People are often arrested, extorted, and or detained by the police with the most stupid reasons regarding their outward appearances. Some young girls have been reportedly arrested for the choice of their boyfriends, others for looking good and driving fancy cars–even for wearing coloured wigs and hairpieces!
A girl was once reportedly picked up from her boyfriend’s place, detained, and never seen alive again. Just name any stupid reason; some Nigerian youths are being harassed by these men paid to protect them, sometimes for even carrying their ATM cards on them. They are tortured, detained in the most filthy and horrible camps, extorted, taken to ATMs and forced to make huge withdrawals from their accounts, and handed over to officials before they would be released. In some instances, they are wasted, to borrow a popular jingo of SARS.
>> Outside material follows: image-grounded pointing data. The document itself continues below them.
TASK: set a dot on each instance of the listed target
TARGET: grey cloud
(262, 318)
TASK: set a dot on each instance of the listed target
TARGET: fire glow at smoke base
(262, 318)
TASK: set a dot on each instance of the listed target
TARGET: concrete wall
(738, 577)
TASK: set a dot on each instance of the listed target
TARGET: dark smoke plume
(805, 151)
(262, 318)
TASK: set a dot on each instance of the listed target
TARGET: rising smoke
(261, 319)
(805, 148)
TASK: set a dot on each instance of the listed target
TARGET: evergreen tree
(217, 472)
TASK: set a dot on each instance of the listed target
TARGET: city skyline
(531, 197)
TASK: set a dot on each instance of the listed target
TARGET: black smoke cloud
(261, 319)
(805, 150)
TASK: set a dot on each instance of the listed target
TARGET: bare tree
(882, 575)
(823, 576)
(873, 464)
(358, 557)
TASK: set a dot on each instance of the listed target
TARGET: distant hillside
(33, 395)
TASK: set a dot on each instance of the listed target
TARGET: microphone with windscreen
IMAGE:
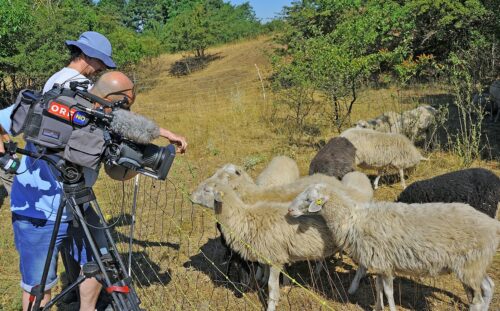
(134, 127)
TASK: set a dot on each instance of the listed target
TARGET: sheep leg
(357, 278)
(487, 286)
(389, 291)
(318, 267)
(273, 285)
(379, 304)
(402, 175)
(477, 302)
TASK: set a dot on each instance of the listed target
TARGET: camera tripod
(109, 268)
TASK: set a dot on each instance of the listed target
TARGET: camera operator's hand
(179, 141)
(9, 163)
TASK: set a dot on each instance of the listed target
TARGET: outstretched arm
(178, 140)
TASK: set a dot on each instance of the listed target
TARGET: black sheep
(477, 187)
(336, 158)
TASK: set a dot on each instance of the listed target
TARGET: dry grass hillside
(178, 261)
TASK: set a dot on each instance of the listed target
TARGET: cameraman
(36, 194)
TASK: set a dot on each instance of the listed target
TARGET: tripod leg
(38, 291)
(118, 299)
(133, 298)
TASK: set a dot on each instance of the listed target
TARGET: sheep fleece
(429, 239)
(377, 150)
(336, 158)
(477, 187)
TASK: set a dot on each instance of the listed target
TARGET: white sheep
(280, 171)
(495, 98)
(413, 123)
(263, 232)
(414, 239)
(383, 151)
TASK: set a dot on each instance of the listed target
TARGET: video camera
(85, 130)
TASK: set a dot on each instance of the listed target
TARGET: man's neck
(79, 65)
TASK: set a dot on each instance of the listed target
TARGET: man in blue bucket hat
(90, 54)
(36, 194)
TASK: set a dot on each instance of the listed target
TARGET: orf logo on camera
(61, 111)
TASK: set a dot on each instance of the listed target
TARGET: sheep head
(230, 174)
(310, 201)
(204, 195)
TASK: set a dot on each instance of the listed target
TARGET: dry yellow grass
(222, 112)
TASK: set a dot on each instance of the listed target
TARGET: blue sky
(265, 9)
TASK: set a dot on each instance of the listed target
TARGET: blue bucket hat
(95, 45)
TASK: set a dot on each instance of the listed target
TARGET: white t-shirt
(64, 77)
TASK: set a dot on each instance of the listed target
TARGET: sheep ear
(218, 195)
(317, 205)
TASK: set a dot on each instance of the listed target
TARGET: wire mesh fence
(179, 263)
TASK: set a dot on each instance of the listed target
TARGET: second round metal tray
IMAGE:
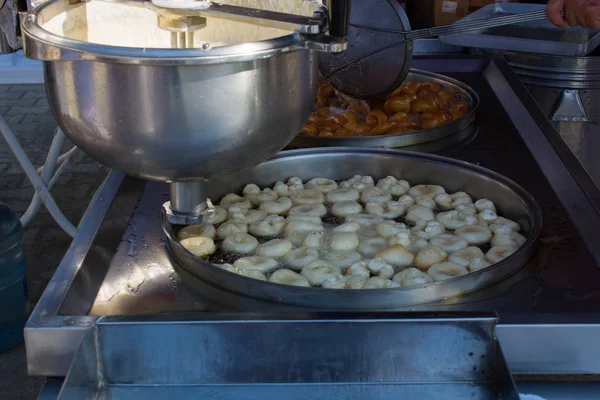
(400, 140)
(511, 200)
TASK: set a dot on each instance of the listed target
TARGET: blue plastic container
(13, 286)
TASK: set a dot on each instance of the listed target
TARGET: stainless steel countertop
(545, 389)
(550, 304)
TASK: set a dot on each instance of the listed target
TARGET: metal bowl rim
(527, 198)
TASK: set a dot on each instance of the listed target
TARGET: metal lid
(129, 30)
(375, 63)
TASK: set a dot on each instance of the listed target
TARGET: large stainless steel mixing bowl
(172, 114)
(239, 292)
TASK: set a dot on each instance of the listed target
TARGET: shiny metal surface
(9, 26)
(568, 90)
(118, 264)
(454, 128)
(174, 114)
(554, 71)
(187, 202)
(584, 140)
(233, 357)
(539, 37)
(338, 164)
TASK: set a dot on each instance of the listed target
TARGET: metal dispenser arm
(314, 25)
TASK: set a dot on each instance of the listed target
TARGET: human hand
(585, 13)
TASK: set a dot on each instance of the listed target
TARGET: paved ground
(25, 108)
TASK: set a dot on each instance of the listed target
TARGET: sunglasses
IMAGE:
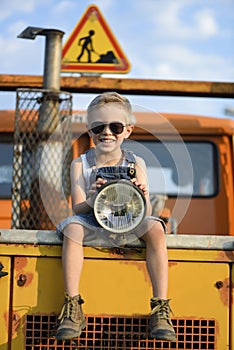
(115, 127)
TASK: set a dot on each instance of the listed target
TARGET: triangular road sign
(92, 47)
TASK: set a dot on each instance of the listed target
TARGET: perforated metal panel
(42, 151)
(119, 333)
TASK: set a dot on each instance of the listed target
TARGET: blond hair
(111, 97)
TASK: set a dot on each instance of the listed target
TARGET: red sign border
(123, 67)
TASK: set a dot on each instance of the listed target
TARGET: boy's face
(109, 136)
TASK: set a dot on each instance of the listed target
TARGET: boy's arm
(80, 204)
(141, 181)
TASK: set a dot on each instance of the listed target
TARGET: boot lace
(70, 309)
(161, 310)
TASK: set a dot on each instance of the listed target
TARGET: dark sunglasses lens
(116, 128)
(98, 128)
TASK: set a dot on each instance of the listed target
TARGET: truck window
(6, 161)
(168, 167)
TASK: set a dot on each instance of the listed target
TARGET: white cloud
(206, 23)
(64, 6)
(9, 7)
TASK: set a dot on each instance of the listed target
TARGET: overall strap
(90, 156)
(131, 162)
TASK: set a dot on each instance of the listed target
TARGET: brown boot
(160, 325)
(72, 319)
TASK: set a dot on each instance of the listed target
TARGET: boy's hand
(96, 185)
(141, 186)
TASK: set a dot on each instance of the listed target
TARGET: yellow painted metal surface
(4, 302)
(115, 284)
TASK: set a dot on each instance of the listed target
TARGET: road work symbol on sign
(92, 47)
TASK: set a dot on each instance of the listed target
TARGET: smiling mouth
(107, 140)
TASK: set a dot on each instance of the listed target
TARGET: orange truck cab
(189, 161)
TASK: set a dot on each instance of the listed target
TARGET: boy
(109, 122)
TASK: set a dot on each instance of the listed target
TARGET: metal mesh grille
(42, 155)
(118, 333)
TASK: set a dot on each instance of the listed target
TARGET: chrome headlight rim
(135, 191)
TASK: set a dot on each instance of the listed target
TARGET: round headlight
(119, 206)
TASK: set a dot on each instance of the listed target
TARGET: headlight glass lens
(119, 206)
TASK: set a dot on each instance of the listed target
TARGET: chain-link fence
(42, 156)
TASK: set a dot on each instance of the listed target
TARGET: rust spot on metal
(6, 318)
(223, 289)
(24, 279)
(16, 322)
(141, 266)
(20, 263)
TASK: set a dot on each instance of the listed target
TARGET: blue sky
(181, 40)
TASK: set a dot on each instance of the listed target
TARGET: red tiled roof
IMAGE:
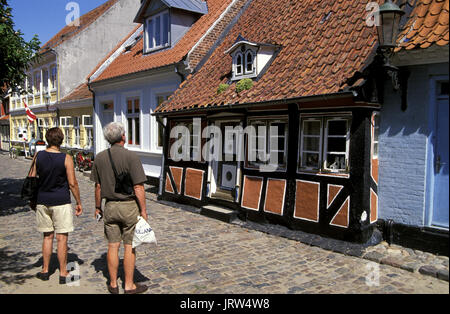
(70, 31)
(81, 92)
(427, 25)
(135, 61)
(323, 44)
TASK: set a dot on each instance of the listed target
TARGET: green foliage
(15, 54)
(222, 88)
(244, 84)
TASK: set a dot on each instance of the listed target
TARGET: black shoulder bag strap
(112, 164)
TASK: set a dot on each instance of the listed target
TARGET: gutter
(301, 99)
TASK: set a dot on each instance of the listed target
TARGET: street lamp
(389, 15)
(388, 26)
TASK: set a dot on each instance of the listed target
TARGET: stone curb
(391, 257)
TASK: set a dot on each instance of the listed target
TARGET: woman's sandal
(43, 276)
(139, 289)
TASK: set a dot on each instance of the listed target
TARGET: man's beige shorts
(57, 219)
(120, 221)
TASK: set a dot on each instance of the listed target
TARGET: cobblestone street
(195, 254)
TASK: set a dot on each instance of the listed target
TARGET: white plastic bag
(143, 233)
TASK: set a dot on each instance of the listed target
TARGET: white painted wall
(147, 89)
(79, 55)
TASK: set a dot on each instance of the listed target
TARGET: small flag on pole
(30, 115)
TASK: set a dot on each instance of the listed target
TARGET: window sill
(152, 50)
(324, 173)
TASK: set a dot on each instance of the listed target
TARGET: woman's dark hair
(54, 137)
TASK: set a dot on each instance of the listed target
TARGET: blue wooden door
(441, 192)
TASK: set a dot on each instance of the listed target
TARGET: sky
(46, 17)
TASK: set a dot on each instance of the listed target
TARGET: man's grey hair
(113, 132)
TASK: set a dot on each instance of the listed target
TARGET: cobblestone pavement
(195, 254)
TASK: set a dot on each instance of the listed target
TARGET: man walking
(121, 210)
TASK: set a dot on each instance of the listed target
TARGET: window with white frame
(41, 127)
(65, 123)
(45, 80)
(376, 133)
(157, 31)
(88, 128)
(324, 143)
(53, 76)
(133, 112)
(37, 82)
(244, 62)
(194, 140)
(159, 140)
(268, 141)
(77, 131)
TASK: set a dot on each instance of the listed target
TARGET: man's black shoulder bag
(124, 184)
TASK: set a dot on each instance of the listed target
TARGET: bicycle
(13, 152)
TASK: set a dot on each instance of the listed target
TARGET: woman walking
(53, 205)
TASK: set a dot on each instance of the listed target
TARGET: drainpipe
(93, 111)
(161, 177)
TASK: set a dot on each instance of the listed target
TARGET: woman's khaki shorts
(120, 221)
(57, 219)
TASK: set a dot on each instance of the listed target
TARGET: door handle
(438, 164)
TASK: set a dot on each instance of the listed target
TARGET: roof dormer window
(249, 59)
(157, 32)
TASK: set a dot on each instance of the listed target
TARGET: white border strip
(328, 194)
(318, 200)
(338, 212)
(284, 195)
(201, 186)
(370, 217)
(181, 179)
(260, 190)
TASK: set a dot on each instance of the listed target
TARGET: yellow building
(55, 89)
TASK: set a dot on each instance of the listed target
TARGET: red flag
(31, 117)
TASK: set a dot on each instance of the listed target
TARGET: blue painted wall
(405, 138)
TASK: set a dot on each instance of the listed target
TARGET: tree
(16, 54)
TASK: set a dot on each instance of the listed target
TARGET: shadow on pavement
(54, 263)
(10, 200)
(100, 265)
(14, 264)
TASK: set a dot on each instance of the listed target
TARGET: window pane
(129, 106)
(249, 62)
(311, 127)
(310, 160)
(311, 144)
(130, 131)
(150, 34)
(166, 29)
(239, 65)
(335, 162)
(158, 31)
(137, 132)
(337, 144)
(337, 127)
(160, 135)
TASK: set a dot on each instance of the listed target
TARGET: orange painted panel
(193, 185)
(169, 187)
(252, 192)
(341, 217)
(373, 206)
(177, 174)
(333, 191)
(307, 200)
(375, 170)
(275, 196)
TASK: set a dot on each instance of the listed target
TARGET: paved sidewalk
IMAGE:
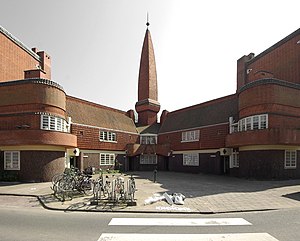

Yet, Nigerian youths with the right opportunity are acclaimed to excel in different areas of endeavour -from sports to academia, and other realms. Many have done so with practically no encouragement from the Nigerian government. To constantly terrorize them on the streets by men of this unit of the Nigerian police, who sometimes are not even in a police uniform is, to say the least, the craziest thing ever.
Therefore, the protest marches by the Nigerian youth against oppression and torture, no matter what anyone may say, is a welcome development and a wake-up call to the government on the need to get its priorities right.
A police force that depends on such a crude manner to combat crime is either being deadly mischievous or grossly incompetent. Period!